ZivilisationskrankheitAllergien: Nehmen sie zu oder ist das alles Einbildung?
Mara Ittig, Bluewin
22.3.2018
Immer mehr Menschen leiden an einer Unverträglichkeit. Doch woher kommt die Zunahme? Mediziner stehen kurz davor, Allergien zu entschlüsseln.
Die Zahlen sind eindrücklich: Litten 1990 gut 14 Prozent aller Schweizerinnen und Schweizer an einer Pollen-Allergie, so sind es heute ganze 20 Prozent. Forscher gehen inzwischen davon aus, dass unser moderner Lebensstil hauptverantwortlich für diese Entwicklung ist. Zahlreiche Studien belegen zudem, dass Stadtkinder öfters von Allergien betroffen sind als Kinder, die auf dem Land aufwachsen.

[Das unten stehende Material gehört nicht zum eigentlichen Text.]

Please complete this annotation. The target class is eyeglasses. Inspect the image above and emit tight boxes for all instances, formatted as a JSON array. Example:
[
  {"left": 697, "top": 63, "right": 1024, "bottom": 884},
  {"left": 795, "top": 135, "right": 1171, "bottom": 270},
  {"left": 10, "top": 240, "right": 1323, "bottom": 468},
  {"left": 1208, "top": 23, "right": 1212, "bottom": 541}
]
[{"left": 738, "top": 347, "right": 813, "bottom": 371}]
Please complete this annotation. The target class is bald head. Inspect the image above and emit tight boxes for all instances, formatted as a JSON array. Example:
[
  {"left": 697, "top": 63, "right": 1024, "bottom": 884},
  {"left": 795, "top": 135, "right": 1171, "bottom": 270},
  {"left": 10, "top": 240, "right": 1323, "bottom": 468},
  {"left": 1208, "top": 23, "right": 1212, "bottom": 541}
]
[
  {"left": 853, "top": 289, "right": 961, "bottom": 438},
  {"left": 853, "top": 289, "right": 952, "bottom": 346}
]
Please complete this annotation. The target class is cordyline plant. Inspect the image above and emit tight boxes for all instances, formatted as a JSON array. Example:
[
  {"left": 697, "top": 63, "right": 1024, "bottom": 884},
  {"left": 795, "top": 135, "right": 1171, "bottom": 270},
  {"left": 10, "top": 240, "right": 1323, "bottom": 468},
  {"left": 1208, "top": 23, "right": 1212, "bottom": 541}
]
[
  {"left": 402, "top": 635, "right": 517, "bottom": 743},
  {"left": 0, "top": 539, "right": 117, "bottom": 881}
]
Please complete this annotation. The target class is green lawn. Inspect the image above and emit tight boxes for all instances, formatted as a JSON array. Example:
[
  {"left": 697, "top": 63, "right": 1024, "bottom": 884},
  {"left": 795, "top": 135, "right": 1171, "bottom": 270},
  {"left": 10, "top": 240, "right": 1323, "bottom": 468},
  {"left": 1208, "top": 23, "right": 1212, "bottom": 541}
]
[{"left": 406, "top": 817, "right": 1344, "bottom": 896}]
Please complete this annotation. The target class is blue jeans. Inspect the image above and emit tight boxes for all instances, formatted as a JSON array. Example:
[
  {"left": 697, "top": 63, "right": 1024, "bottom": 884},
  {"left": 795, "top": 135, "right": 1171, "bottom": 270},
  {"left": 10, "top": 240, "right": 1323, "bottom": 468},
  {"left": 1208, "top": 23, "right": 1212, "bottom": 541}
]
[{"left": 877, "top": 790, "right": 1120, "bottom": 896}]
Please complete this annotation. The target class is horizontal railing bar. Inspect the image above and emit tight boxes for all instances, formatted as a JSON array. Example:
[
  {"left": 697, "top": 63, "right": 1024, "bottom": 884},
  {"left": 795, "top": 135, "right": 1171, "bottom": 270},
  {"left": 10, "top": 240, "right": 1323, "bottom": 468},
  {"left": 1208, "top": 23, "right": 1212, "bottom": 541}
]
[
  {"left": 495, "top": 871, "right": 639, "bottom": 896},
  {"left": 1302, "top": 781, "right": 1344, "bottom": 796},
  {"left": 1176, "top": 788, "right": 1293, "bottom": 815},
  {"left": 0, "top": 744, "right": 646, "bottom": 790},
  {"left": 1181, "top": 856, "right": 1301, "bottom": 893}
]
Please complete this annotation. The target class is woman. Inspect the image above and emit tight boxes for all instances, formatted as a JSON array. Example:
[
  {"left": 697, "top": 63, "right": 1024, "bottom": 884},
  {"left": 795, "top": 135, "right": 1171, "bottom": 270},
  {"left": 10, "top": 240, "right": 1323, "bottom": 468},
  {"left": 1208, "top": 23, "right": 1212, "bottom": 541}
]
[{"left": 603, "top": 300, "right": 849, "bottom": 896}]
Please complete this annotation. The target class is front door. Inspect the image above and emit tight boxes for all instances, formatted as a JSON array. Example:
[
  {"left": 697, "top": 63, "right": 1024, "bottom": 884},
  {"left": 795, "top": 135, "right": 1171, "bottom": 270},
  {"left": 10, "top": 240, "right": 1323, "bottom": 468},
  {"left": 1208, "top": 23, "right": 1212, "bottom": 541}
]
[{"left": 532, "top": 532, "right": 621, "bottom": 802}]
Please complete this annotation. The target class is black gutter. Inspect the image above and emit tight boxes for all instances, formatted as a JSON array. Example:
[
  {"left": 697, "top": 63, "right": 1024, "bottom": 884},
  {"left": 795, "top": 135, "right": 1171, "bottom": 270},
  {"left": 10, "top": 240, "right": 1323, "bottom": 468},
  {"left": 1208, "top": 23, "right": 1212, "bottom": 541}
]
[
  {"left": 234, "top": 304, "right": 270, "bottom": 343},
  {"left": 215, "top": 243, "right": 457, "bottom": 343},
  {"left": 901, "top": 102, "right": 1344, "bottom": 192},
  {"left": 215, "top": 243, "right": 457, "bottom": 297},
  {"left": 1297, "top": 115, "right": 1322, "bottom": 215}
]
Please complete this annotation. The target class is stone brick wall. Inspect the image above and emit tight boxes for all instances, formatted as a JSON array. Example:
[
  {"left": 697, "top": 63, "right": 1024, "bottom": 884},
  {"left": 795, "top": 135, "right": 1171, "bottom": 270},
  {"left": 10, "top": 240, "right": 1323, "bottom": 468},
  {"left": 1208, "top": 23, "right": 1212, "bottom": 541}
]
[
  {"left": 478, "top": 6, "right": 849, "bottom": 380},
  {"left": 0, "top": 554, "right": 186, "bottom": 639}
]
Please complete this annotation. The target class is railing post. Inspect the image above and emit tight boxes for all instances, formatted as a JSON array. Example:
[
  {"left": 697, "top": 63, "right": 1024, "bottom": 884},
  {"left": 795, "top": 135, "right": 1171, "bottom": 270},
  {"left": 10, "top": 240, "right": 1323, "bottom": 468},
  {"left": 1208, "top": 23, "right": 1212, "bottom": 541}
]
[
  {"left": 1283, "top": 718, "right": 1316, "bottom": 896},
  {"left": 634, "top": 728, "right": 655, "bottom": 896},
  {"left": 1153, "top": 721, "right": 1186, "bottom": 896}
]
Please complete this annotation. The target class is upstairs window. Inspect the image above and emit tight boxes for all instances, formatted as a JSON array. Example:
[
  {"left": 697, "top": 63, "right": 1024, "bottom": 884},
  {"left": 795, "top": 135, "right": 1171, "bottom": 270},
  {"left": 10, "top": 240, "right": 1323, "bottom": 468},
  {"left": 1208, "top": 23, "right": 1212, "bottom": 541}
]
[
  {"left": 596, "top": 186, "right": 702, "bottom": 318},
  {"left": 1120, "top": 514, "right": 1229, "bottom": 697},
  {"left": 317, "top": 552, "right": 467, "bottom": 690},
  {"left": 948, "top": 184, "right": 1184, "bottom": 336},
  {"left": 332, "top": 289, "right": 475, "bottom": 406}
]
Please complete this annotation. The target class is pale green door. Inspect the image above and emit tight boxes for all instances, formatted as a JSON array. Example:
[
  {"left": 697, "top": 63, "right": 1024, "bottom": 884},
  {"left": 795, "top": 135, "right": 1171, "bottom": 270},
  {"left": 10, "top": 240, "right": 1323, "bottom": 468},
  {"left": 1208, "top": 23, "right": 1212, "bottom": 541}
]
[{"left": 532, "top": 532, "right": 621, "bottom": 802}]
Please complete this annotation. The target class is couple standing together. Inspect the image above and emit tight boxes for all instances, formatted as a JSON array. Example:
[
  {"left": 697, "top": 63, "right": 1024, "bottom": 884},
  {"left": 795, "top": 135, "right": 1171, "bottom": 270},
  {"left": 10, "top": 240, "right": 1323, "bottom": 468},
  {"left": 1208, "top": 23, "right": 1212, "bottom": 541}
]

Noemi Beuret, Expertin von aha! Allergiezentrum Schweiz bestätigt: «Bauernkinder haben tatsächlich weniger Allergien und Asthma. Man weiss, dass Mikroben, die auf Bauernhöfen vermehrt vorkommen, die Kinder davor schützen. Die Umgebung fordert das Immunsystem heraus, es lernt, auf an sich harmlose Stoffe nicht zu reagieren, wie dies bei einer Allergie der Fall ist.»
Schützen Tiere vor Allergien?
Die Münchner Allergologin Erika von Mutius kam in einer Studie Ende der 1990er Jahre zum Ergebnis, dass der Kontakt mit Staub auf Bauernhöfen vor Allergien schützt. Zürcher Forscher kamen 2017 zu einem ähnlichen Resultat: Sialinsäure, die in tierischem Speichel enthalten ist, stärkt offenbar das Immunsystem. Der Kontakt mit Tieren schützt vor Allergien.
In diesem Zusammenhang kam auch eine polnisch-britische Studie zu einem aufschlussreichen Ergebnis: In den ländlichen Regionen Polens stieg die Zahl der Menschen, die an Allergien leiden, in den vergangenen Jahren sprunghaft an. Die Forschungsgruppe untersuchte 2003 und 2012 die Neigung der Landbevölkerung zu allergischen Reaktionen. Die Anzahl nahm von 7 Prozent auf 20 Prozent zu. Doch was war der Grund?
Die Ursachen liessen sich rasch eingrenzen: Der EU-Beitritt Polens hat die Zunahme verursacht. Die neuen EU-Richtlinien zogen strengere Regeln in der Landwirtschaft nach sich, was zu weniger Viehhaltung und allgemein weniger Kontakt zwischen Mensch und Tier führte.
Allergie, Intoleranz, Unverträglichkeit
Bei Menschen mit einer Allergie spielt das Immunsystem verrückt und bekämpft an sich harmlose Stoffe wie beispielsweise Milcheiweiss oder Pollen. Bei einer Nahrungsmittelallergie handelt es sich um eine Überreaktion des Immunsystems auf bestimmte Inhaltsstoffe in Lebensmitteln.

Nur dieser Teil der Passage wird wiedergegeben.